# steering wheel options?



## UmbroVR6 (May 23, 2000)

got one of these wheels, any idea if it will work on my c5?

would like the radio functions to work, anybody know how?



its also for sale pm if interested.

can the old 3 spoke steering wheel with tiptronic controls work on my car and can they control the radio? track and volume?

any ideas, thanks


----------



## UmbroVR6 (May 23, 2000)

this forum moves so much, so many replies! lmao:laugh:


----------



## shadowdglx (Aug 1, 2002)

I got a 08 rs4 wheel to work in my 02 S6. I've seen threads about the paddles working.


----------



## UmbroVR6 (May 23, 2000)

do you have pictures of wheel?

i really don't care about paddles, i really don't want to lose my stereo controls functions

skip song and volume.

thanks!


----------



## shadowdglx (Aug 1, 2002)

UmbroVR6 said:


> do you have pictures of wheel?
> 
> i really don't care about paddles, i really don't want to lose my stereo controls functions
> 
> ...


----------



## UmbroVR6 (May 23, 2000)

do you know what parts i need to make this work?
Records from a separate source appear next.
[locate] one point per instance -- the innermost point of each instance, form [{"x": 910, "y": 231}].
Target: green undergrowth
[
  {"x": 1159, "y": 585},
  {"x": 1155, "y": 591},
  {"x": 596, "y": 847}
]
also do your radio functions work?


----------



## shadowdglx (Aug 1, 2002)

UmbroVR6 said:


> do you know what parts i need to make this work?
> 
> also do your radio functions work?


I know what parts I used to make it work. Not sure on every model. 

I have track foreword and back. Volume up and down. And fast foreword on the left rotary knob when pressed.


----------



## UmbroVR6 (May 23, 2000)

can you help me out and provide me with part numbers and instructions?

any actual pictures of how it looks on the s6?

thanks!


----------



## shadowdglx (Aug 1, 2002)

UmbroVR6 said:


> can you help me out and provide me with part numbers and instructions?
> 
> any actual pictures of how it looks on the s6?
> 
> thanks!


I'll offer the same package as I did for others who have asked. 
I have hundreds of dollars of trial and error and going through it with a Audi guru in Spain through broken English emails. 

For 150 I'll give you a "how to" and pictures of my install. I'll offer what tech support I figured out over the 6 months I did the project. I'll offer what parts are needed along with part numbers I used. 

The only thing I can guarantee is it working in a 02 s6. It should work in any facelift c5 platform... Should is the keyword. 

Pm me your email and I'll send you a video of it installed and working. 

Normally I'd just do a DIY and spread the wealth but this was such a pain to get the info and, as far as I know, I'm one of the only in the states who has figured this out...


----------



## UmbroVR6 (May 23, 2000)

send me the video please.

thank you.


----------



## UmbroVR6 (May 23, 2000)

send me the video please.

thank you.


----------



## shadowdglx (Aug 1, 2002)

UmbroVR6 said:


> send me the video please.
> 
> thank you.


...did you pm me you email?


----------



## ChrisRoser (Nov 26, 2007)

shadowdglx said:


> I'll offer the same package as I did for others who have asked.
> I have hundreds of dollars of trial and error and going through it with a Audi guru in Spain through broken English emails.
> 
> For 150 I'll give you a "how to" and pictures of my install. I'll offer what tech support I figured out over the 6 months I did the project. I'll offer what parts are needed along with part numbers I used.
> ...


Your able to get the different stage airbag to properly function?


----------



## shadowdglx (Aug 1, 2002)

ChrisRoser said:


> Your able to get the different stage airbag to properly function?


Well there is no light if that's what you're asking. Will it blow correctly in an accident, haven't tested that yet. Supposedly the tech I worked with says it will. Honestly I've driven pre 70's cars for a lot of my life and they never had airbags.


----------